We have started to perform a series of observer experiments with this system and the results are very encouraging. Even without much training, reader performance improved significantly with CAD - much more than when the same CAD system was used as a traditional prompting device. It also took readers no longer to read cases in the CAD sessions than in the unaided sessions.
CAD as a predictor
While one of the keys to better use of CAD is simply presenting the information in a better way, further development of the technology is also needed. In particular, research should focus on improving CAD as a quantitative predictor of cancer, because this is what can make it more powerful as an interpretation aid.
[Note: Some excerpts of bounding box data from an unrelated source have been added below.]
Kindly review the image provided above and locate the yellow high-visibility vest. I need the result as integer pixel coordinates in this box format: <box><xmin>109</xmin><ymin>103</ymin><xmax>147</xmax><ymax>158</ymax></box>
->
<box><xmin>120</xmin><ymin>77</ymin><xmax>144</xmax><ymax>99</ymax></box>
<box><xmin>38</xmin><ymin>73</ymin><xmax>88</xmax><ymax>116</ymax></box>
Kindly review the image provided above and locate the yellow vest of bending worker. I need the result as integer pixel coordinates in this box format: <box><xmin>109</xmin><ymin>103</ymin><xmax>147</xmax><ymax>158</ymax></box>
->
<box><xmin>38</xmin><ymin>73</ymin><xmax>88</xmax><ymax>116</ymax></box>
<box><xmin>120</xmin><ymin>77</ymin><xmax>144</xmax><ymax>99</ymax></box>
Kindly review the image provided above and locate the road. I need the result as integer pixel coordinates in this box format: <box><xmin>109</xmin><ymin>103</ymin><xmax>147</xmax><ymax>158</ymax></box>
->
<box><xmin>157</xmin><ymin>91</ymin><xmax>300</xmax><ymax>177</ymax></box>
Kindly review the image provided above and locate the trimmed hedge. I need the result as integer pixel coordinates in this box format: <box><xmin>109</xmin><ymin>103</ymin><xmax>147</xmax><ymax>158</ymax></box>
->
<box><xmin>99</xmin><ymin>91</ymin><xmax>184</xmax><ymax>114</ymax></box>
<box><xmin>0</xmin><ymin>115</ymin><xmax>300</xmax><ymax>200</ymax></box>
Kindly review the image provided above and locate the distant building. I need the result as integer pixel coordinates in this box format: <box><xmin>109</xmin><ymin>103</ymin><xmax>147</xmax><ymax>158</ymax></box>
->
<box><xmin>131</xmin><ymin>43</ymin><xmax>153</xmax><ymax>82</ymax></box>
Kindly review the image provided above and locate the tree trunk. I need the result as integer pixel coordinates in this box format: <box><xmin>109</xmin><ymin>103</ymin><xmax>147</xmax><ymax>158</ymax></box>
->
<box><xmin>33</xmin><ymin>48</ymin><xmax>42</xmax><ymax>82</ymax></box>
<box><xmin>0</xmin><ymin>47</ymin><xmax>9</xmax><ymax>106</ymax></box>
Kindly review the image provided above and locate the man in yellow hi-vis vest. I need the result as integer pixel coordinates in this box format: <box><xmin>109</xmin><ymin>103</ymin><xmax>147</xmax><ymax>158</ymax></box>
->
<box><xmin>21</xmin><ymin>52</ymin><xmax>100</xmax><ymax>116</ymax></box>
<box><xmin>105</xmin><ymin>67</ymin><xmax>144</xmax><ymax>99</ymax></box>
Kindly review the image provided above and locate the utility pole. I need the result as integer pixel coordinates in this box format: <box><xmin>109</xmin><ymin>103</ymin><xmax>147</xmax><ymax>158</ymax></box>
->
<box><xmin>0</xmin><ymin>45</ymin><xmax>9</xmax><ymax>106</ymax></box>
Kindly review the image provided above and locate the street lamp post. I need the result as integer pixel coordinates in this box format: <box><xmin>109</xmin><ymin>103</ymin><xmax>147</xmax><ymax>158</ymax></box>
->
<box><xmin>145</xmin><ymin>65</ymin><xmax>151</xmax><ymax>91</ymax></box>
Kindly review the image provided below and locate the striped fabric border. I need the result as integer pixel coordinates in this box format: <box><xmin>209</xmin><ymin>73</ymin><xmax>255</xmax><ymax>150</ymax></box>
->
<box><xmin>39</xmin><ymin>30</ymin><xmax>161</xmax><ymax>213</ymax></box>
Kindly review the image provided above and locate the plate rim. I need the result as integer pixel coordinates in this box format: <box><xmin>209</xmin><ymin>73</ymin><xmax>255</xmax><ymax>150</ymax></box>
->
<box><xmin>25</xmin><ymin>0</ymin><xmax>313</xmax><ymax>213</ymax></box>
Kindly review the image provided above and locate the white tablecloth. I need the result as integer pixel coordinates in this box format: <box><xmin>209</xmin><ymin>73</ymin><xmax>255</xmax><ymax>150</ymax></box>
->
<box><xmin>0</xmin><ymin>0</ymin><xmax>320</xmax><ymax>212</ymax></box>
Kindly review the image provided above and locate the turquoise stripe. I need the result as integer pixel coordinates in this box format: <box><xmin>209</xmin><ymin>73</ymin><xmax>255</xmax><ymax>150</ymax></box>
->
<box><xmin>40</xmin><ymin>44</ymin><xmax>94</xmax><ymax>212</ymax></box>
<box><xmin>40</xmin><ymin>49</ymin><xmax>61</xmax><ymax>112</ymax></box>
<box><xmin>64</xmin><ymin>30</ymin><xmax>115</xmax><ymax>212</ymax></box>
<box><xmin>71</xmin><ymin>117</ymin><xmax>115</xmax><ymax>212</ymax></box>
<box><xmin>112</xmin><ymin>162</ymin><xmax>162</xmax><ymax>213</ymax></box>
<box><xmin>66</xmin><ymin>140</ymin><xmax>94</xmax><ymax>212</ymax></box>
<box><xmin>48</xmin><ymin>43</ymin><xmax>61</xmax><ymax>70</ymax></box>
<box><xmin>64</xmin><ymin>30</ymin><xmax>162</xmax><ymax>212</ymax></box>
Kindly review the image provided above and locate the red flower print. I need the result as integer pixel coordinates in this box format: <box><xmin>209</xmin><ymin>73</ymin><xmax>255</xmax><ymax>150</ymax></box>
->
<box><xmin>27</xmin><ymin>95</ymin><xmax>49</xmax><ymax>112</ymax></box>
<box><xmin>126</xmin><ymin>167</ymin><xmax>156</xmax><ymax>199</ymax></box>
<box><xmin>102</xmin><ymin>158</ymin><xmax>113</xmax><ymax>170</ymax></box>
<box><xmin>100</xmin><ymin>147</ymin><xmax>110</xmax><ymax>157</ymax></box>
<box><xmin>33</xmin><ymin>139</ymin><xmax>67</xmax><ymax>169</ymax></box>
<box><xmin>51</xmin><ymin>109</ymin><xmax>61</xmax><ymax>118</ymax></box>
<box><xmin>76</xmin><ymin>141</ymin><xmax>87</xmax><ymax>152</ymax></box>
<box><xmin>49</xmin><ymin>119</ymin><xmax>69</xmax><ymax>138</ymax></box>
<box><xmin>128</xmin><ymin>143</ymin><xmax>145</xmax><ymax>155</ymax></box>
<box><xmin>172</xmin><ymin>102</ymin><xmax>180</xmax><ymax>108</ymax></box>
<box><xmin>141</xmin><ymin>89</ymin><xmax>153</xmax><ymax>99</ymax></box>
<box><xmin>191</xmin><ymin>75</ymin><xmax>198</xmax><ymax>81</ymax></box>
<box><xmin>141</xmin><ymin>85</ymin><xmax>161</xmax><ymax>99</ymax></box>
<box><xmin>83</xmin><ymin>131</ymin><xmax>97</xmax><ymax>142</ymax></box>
One of the major limitations of current CAD systems within mammography is their inability to perform temporal analysis. In breast-cancer screening, the importance of detecting changes in mammograms from one screening to the next is stressed by expert mammographers. Introduction of digital mammography and PACS in screening offers a great opportunity for development of CAD technology, including temporal comparison of mammograms.
Huge databases will be available in the near future, especially if screening organizations have enough vision to start archiving unprocessed mammograms (which are needed for CAD development and assessment of quantitative parameters like breast density). By exploiting these digital databases, it should be possible to develop CAD technology that operates with at least the same level of performance as the expert.